Bright tears were dropping down on her clasped hands in the sunlight. She kept her head down, unable to speak.
“Don’t cry,” he said more gently after a moment. “I’m sorry I spoke so harsh, but I don’t like to feel like a fool.”
She drew a long, shaky breath, but made no other move.
“There’s no reason for you to feel like that,” she said. “
I
knew who I am, all along. It doesn’t make any difference to
me
.”
“It does to me.”
“You see, I don’t—care where I live,” said Jenny through quivering lips, “if you’re there too. I don’t care what I wear. I’ll learn to cook and be a help to your Aunt Emma, and I could learn to make my own clothes. You wouldn’t have to be ashamed of me, I could learn.” And when astonishment left
him silent she hurried on, looking down at her glistening fingers. “This is me, Jenny Keane, without my ducal pride—asking you to give me a chance to go on loving you. When this war is over, if it ever is, dukes aren’t going to matter, there won’t be any big houses like Overcreech left to us, death duties will take them all—nobody’s going to care whose daughter I am, and we needn’t tell them in America, nobody would have to know.”
“But, dear—” And at the old loving note in his voice again she raised her face, shining with tears, piteous with hope, and his heart turned and cramped inside him and he threw away the stub of his cigarette because the hand that held it was shaking. “—can’t you understand, it’s because of
you
that I can’t do it, you couldn’t live like that, I couldn’t ask you to.”
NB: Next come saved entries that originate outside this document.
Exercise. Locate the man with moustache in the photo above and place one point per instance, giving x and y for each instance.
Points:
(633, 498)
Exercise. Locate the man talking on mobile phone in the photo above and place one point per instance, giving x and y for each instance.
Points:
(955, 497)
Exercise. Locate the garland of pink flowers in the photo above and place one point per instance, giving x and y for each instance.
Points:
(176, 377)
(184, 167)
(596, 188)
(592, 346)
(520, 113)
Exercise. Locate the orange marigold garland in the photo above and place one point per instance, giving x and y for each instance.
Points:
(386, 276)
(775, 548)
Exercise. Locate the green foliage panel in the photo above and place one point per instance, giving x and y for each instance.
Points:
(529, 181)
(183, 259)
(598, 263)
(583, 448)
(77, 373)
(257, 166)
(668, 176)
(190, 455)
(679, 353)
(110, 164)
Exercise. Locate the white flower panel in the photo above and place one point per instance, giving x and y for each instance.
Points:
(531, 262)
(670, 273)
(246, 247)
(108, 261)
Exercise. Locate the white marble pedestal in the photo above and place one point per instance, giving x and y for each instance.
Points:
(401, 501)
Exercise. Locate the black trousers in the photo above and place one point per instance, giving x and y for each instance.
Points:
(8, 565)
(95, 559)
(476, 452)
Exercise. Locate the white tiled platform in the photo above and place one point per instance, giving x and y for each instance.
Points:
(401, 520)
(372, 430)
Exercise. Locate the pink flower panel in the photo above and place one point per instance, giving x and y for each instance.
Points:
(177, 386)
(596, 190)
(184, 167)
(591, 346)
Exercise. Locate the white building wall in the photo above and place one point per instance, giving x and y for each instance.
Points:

“What’s wrong with living like that?”
“You aren’t used to it, you couldn’t—”
“I wasn’t used to amputations and bed-pans and people dying in my hands, when this war began. But I am now. I’m used to being a nurse. After that you can’t scare me with Indian Landing! And I don’t care if it’s the outskirts of hell, I’d be with you!”
“Oh, poor Jenny,” said Raymond, making no move to touch her, and she gave him her tear-wet fingers clasped tensely round his.
“Don’t hold it against me,” she pleaded, trying to smile. “I know you think I’d be useless and homesick and an expense, but I wouldn’t. If we were hard up, I’d get a job while you went to school—everybody’s going to have to get a job when the war is over, nobody’s going to have any money. I wouldn’t be a nuisance, truly I wouldn’t!”
He sat a long moment looking down at her hands on his. Then he said slowly, “Do you remember one night at
Farthingale
while I was sick there, Virginia came in with a letter she’d just got, and told about that fellow who had married some girl out of a tea-shop? And you both said how it wouldn’t do, because she didn’t even know how to speak right, and how upset his family was because he’d thrown away his prospects?”